Stage 2. Market making. All things- including the prices of currencies operate on the basis of supply and demand.  It is elementary mentioning that as demand for a currency rises, (with constant supply), price of a currency rises. The reverse is also true that as supply increases (with demand constant), the price of a currency should fall, ceteris paribus.  Market making means providing liquidity in the markets.  Being profitable with this strategy.  If you take a sample of the pattern of prices of an FX currency over time, you will discover a distribution of prices that are not random.  From this distribution of prices, statistically significant parallels can be drawn.  Averages (the mean) can be known. A standard deviation from averages, discovered. Variances changes from standard deviations can also be discovered.  Therefore, whenever a price goes away from the mean in a significant way, you can expect prices to return to the mean (average).  This is call mean reversion. Put simply, traders should train their eyes to spot ranges.  Success at this stage is small and consistent incremental gains over time and not big variances in the balance sheets, lucky punts! 

Stage 3.   Event trading.  All successful traders at this stage would have developed the knack of deciphering qualitative information (words), sifting through them to discard what is noise from what is normative information from what is expected to move FX prices from the qualitative information that actually causes changes in the prices of FX currencies.  Over time, the very best traders will have honed their senses in such a way that the only difficulty they will have at this stage is being able to separate the information that is expected to move prices from the qualitative information that actually causes prices to change momentarily or in the medium term.  Traders in Stage 3 must principally be able to spot breakouts– and be able to profit from them.  Tip: expand your sources of information. Discover tips to be tipped for the top!  

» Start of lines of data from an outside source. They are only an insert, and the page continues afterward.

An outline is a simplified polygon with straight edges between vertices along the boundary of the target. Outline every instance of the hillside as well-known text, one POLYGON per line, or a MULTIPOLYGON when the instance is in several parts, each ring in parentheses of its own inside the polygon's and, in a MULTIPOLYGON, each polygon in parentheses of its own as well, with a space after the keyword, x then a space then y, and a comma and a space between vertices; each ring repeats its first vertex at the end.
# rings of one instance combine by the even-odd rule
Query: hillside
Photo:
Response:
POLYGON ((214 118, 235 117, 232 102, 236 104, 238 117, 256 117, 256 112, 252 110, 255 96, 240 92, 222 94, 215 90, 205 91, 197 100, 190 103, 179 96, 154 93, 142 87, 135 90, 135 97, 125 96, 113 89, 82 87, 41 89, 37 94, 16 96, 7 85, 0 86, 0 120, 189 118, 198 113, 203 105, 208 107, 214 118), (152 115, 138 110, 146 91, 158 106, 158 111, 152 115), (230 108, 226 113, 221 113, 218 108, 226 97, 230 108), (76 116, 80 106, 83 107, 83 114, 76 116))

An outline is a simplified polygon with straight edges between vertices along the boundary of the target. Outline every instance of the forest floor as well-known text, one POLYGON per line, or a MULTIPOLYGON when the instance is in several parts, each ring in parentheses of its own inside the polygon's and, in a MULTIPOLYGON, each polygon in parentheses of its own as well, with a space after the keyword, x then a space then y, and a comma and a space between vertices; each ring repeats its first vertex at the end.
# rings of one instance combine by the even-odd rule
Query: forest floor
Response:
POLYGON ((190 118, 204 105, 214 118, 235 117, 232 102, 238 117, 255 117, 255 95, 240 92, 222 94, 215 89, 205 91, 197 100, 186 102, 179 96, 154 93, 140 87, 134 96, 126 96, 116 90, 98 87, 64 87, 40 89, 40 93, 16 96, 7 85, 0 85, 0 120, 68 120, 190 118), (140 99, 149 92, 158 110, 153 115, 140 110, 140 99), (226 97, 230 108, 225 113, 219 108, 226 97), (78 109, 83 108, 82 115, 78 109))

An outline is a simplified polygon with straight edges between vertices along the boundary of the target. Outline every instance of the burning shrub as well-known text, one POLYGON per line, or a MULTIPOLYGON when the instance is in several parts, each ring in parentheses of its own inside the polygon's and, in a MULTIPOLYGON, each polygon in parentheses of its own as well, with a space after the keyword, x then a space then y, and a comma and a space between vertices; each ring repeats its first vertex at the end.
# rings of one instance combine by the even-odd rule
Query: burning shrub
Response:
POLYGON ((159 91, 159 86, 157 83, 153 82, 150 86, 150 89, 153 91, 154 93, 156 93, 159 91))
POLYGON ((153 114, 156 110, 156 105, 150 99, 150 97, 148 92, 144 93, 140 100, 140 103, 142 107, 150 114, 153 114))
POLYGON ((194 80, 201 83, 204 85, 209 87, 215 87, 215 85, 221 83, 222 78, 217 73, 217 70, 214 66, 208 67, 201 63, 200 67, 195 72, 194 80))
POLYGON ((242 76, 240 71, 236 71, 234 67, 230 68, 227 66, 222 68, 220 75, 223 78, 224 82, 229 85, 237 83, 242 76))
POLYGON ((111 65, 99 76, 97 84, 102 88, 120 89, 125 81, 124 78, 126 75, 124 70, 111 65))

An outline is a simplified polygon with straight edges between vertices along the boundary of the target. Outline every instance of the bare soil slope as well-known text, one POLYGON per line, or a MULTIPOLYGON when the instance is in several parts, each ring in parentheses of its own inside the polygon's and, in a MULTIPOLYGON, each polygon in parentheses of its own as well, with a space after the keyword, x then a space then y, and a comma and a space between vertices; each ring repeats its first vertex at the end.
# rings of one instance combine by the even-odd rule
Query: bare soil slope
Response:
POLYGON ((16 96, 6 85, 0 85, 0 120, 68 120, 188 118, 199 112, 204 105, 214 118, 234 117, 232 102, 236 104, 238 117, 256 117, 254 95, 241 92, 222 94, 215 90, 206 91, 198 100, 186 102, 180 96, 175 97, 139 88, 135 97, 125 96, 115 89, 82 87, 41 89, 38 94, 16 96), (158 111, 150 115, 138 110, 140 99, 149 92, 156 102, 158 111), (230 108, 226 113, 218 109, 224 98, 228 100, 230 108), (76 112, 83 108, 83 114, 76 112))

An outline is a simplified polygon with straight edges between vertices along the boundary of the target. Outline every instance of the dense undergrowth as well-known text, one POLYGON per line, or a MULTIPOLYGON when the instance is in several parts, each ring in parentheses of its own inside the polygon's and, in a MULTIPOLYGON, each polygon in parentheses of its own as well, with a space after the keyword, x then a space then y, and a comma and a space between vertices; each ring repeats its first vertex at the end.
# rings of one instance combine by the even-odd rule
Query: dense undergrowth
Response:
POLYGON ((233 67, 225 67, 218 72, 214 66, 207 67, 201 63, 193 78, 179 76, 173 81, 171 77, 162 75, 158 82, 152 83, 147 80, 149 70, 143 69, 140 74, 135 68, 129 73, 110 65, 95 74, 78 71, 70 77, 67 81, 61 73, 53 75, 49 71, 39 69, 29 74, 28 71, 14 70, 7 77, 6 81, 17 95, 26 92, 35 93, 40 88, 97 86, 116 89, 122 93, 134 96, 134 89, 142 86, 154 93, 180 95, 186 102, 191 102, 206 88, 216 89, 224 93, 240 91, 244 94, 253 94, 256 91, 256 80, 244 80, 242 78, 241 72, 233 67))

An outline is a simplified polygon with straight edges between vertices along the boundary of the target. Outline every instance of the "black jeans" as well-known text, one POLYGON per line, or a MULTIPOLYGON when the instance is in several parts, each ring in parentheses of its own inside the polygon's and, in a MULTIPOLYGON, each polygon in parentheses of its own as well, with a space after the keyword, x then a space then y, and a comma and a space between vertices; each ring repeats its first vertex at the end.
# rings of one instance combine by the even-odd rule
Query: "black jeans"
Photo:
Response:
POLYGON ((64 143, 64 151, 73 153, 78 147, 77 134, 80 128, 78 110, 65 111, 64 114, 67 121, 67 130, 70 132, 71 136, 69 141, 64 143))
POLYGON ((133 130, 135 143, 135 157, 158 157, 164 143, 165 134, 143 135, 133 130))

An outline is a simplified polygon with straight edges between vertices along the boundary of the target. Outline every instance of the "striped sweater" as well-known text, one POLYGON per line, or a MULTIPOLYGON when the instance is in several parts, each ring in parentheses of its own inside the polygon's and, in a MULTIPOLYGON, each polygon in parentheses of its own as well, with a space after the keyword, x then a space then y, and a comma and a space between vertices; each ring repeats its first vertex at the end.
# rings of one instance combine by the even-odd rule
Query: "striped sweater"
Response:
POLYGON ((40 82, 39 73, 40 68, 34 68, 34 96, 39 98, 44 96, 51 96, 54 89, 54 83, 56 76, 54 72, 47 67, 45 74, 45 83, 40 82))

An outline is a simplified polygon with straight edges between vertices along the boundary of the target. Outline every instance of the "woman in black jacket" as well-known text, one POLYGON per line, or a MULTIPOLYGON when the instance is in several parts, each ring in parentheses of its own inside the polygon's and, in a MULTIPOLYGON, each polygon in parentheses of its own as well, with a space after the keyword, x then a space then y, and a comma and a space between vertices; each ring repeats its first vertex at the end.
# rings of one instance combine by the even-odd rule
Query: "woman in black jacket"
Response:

Stage 4.  Strategic trading. Traders can be successful in the long term, if they are disciplined enough to follow the guidelines and parameters set out in Stage 3.  However, there are a class of traders that are apt, adept, sharp and malleable enough to Stage 4, by developing further strategic options in their trading arsenals. Enter strategic trading.  Traders successful with strategic trading are somewhat unlimited in their approaches. They aim to attain small gains extremely frequently. Highly quantitative and mathematical in approach, they are equipped with approaches from physics and are able to apply highly sophisticated laws in physics like normal law and polynomiality in a pragmatic way.  Traders and institutions aim to profit from inefficiencies in financial markets over various continents and exchanges aiming to profit across time and space.  Stage 4 traders or trading institutions never follow general market trends because they change their pattern of trading behaviour frequently seeking an edge, an unfair advantage over the rest of the participants in the markets.  It is elementary to have a stable internet connection with low latency and high bandwidth connections for traders.